630 dauerhafte Abgeordnete, kein Weg mehr vorbei an der Fünfprozenthürde: SPD, Grüne und FDP haben sich auf eine Reform des Wahlrechts verständigt. Mit der Union konnte sich die Koalition nicht einig werden.
Der Bundestag soll nach der nächsten Wahl von derzeit 736 auf dauerhaft 630 Abgeordnete schrumpfen – und damit nicht ganz so stark wie ursprünglich geplant. Darauf haben sich die Fraktionen von SPD, Grünen und FDP nach SPIEGEL-Informationen verständigt. Die Ampelkoalition hatte ihren ersten Entwurf für eine Wahlrechtsreform Ende Januar in den Bundestag eingebracht. Darin waren noch 598 Sitze im Bundestag vorgesehen. Diese Zahl wird nun auf den letzten Metern noch einmal erhöht, um die Zahl »verwaister Wahlkreise« zu verringern, aus denen kein direkt gewählter Abgeordneter ins Parlament entsandt wird.

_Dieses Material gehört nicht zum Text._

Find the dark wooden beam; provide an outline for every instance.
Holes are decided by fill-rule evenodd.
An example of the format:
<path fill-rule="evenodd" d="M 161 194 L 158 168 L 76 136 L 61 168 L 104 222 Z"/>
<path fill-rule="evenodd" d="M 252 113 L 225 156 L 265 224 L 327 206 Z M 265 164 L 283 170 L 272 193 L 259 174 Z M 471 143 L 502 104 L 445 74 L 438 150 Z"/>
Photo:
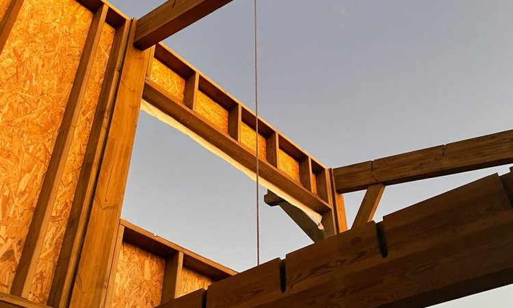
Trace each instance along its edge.
<path fill-rule="evenodd" d="M 354 192 L 513 163 L 513 130 L 334 169 L 337 190 Z"/>
<path fill-rule="evenodd" d="M 139 19 L 134 44 L 142 50 L 196 23 L 232 0 L 170 0 Z"/>
<path fill-rule="evenodd" d="M 487 177 L 213 283 L 202 307 L 420 308 L 513 283 L 512 181 Z"/>
<path fill-rule="evenodd" d="M 361 227 L 372 220 L 381 196 L 383 195 L 384 188 L 384 185 L 381 183 L 369 186 L 356 214 L 356 218 L 354 218 L 353 228 Z"/>

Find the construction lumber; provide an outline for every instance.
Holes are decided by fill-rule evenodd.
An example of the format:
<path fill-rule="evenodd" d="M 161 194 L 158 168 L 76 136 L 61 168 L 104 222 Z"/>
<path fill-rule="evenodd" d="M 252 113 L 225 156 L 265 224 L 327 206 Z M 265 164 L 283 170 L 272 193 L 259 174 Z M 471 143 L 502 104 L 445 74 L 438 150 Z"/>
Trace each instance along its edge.
<path fill-rule="evenodd" d="M 303 211 L 287 202 L 274 192 L 267 190 L 263 196 L 265 203 L 271 206 L 278 205 L 283 209 L 292 220 L 314 242 L 324 239 L 324 230 L 320 222 L 315 222 Z"/>
<path fill-rule="evenodd" d="M 126 21 L 116 29 L 114 34 L 103 84 L 50 290 L 48 304 L 53 307 L 64 307 L 69 297 L 90 210 L 90 205 L 96 183 L 96 175 L 105 149 L 129 27 L 129 22 Z"/>
<path fill-rule="evenodd" d="M 213 284 L 206 307 L 420 308 L 513 283 L 511 185 L 493 175 L 313 244 Z"/>
<path fill-rule="evenodd" d="M 101 307 L 104 304 L 150 55 L 132 46 L 135 23 L 133 21 L 90 223 L 73 285 L 72 307 Z"/>
<path fill-rule="evenodd" d="M 398 184 L 513 163 L 513 130 L 334 169 L 337 191 Z"/>
<path fill-rule="evenodd" d="M 134 44 L 145 50 L 232 0 L 169 0 L 139 19 Z"/>
<path fill-rule="evenodd" d="M 384 188 L 384 185 L 381 183 L 369 186 L 365 192 L 365 196 L 363 196 L 356 217 L 354 218 L 353 228 L 363 226 L 372 220 L 381 196 L 383 195 Z"/>
<path fill-rule="evenodd" d="M 52 156 L 14 276 L 11 289 L 11 294 L 14 295 L 26 298 L 30 292 L 34 274 L 38 264 L 37 260 L 42 248 L 53 205 L 59 190 L 59 183 L 80 116 L 83 99 L 92 70 L 94 59 L 100 42 L 107 11 L 106 5 L 101 6 L 94 14 L 89 29 L 86 45 L 80 58 L 66 111 L 59 128 Z"/>
<path fill-rule="evenodd" d="M 149 104 L 143 103 L 143 110 L 253 179 L 258 138 L 261 183 L 319 220 L 331 211 L 328 168 L 261 118 L 256 132 L 252 112 L 165 46 L 155 47 L 153 63 L 143 94 Z"/>

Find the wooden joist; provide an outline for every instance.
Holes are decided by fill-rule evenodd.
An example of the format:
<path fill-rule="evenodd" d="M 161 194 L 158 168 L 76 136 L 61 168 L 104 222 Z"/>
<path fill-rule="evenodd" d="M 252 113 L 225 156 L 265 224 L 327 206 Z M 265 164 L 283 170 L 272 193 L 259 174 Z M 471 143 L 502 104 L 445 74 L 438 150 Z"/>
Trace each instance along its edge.
<path fill-rule="evenodd" d="M 341 193 L 513 163 L 513 130 L 334 169 Z"/>
<path fill-rule="evenodd" d="M 141 17 L 134 44 L 146 49 L 232 0 L 169 0 Z"/>
<path fill-rule="evenodd" d="M 420 308 L 512 283 L 512 185 L 511 173 L 487 177 L 214 283 L 187 307 Z"/>

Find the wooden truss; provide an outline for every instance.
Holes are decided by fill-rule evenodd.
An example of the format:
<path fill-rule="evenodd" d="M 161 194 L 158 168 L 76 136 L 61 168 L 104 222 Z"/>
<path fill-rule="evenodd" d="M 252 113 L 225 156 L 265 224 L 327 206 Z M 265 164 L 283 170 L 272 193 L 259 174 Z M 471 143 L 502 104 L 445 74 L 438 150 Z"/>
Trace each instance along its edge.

Neben der geänderten Parlamentsgröße enthält der Koalitionsantrag noch eine andere Änderung, die vor allem der Fraktion der Linken gegen den Strich gehen dürfte: Die sogenannte Grundmandatsklausel entfällt. Danach können Parteien, die weniger als fünf Prozent der Zweitstimmen erhalten, trotzdem in den Bundestag einziehen, wenn sie mindestens drei Direktmandate gewinnen. Diese Klausel kam bisher viermal zum Tragen: 1953 und 1957 profitierte die Deutsche Partei (DP) davon, 1994 die PDS und 2021 deren Nachfolgepartei Die Linke, die mit 4,9 Prozent der Zweitstimmen an der Fünfprozenthürde scheiterte.
Über die Reform wird seit Jahren diskutiert, weil die Mitgliederzahl des Bundestags zuletzt immer weiter gewachsen ist. 2021 erreichte sie die Rekordgröße von 736 Abgeordneten. Der Grund ist das deutsche Wahlsystem mit seinen zwei Stimmen. Mit der ersten kann man in seinem Wahlkreis – davon gibt es 299 – eine Abgeordnete oder einen Abgeordneten direkt wählen. Über die Zweitstimme berechnet sich der Anteil der Sitze, den eine Partei im Bundestag bekommt.